Public transport is not very extended. There are many train connections between Oslo and a number of other large places. The longest railway line runs between Trondheim and Bodø. Norway's railway network is 4,000 kilometers long. At the moment, Narvik is the most northerly place in the world with a train connection. From Narvik, trains leave for the Swedish city of Kiruna. Travelling by train is a relatively cheap way to travel through the country. In addition, it is comfortable and offers great views. In Norway, there are four types of trains. Signatur is a fast train for long distances. Agenda is a train for medium-range distances. Lokaltog runs around Oslo and Flytoget is a fast and cheap train that runs between Gardermoen Airport and Oslo.
The national bus company, Nor-Way Bussekspress, offers the largest network of express buses. In addition, there are various companies that offer national, regional and local services. Many people prefer to use their own transport rather than public transport. Public transport does not take you to remote locations. A (rental) car does. In Norway, people drive on the right side of the road, and speed limits are indicated in kilometers. The speed limits are enforced regularly and for your safety we recommend that you observe them. Norway has the strictest rules in Europe in terms of drink-driving. Do keep this in mind! In addition, seat belts are mandatory, and the headlights must always be switched on. The quality of the roads in Norway is good. However, they are not wide, and there are many toll booths.
Many visitors enter Norway by airplane. The most important airport is Oslo Gadermoen. This airport offers both domestic and international flights. Other important airports are Olso Airport Fornebu, Trondheim Vaernes Airport and Bergen Flesland Airport. Because Norway is a large country, there are also many domestic flight connections. SAS and Norwegian are two competing airline companies that offer domestic flights.
Norway is on Central European Time (CET - GMT +1). Daylight savings time is between April and October. The clock is put one hour forward.
Thanks to the abundance of fish in Norway, the country has many fish dishes. Especially salmon, herring and trout are popular.

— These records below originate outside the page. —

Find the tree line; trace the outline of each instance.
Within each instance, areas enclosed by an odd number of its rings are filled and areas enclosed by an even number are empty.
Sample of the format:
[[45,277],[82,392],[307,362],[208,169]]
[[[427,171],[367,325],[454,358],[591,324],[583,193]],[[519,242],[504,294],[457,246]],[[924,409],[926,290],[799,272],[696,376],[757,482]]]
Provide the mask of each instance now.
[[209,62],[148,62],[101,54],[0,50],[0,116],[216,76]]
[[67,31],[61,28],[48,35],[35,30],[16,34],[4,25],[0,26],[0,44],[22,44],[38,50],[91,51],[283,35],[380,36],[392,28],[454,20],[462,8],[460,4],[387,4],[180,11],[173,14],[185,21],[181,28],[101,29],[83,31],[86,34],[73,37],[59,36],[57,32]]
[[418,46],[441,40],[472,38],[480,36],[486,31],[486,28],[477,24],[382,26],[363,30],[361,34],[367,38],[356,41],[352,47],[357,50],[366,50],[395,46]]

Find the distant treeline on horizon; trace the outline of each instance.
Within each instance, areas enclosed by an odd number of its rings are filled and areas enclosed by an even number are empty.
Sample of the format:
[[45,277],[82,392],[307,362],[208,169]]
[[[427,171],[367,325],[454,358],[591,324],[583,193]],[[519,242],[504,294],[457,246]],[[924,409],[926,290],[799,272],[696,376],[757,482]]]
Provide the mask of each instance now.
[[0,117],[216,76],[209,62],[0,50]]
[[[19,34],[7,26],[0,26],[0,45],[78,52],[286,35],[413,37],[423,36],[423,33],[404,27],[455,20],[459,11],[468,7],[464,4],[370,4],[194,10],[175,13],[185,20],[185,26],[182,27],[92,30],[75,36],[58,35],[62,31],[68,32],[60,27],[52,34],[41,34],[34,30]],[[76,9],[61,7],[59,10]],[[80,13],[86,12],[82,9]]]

The fish is smoked, cooked, stewed or marinated.
Other Norwegian delicacies are 'geitost' (sweet goat cheese), 'spekemat'(marinated or dried meat), and 'rømmegøt' (porridge of sour cream with sugar and cinnamon). Norwegians also love meat. Various Norwegian dishes are prepared with the meat of reindeer, moose or lamb. 'Kjøttkaker' is Norway's national dish. These are meatballs. Also, the Norwegian kitchen uses many dairy products, like delicious cheeses.
Throughout the country you will find little tables of bakeries where you can eat bread rolls or other local delicacies. There are also many food stands with other snacks. Food and drink in Norway is not cheap. Be prepared, for instance, to pay € 3 for a cup of coffee. It is not customary to leave tips in restaurants. These are often included in the service. Alcohol is also very expensive and liquor is only available in state stores. Beer can often be bought in supermarkets.
The quality of accommodations in Norway is high. You can choose a hotel or a room in a private residence. Also, throughout the country there are over 1,000 campsites varying in price and quality. During the high season it is best to book in advance. Most hotels have special weekend and summer rates. Houses and apartments can be rented for longer or shorter periods. For hikers or mountaineers, cabins are available. To really enjoy the Norwegian culture, you can also choose to stay in an authentic pension, a traditional fishing cabin or on a farm.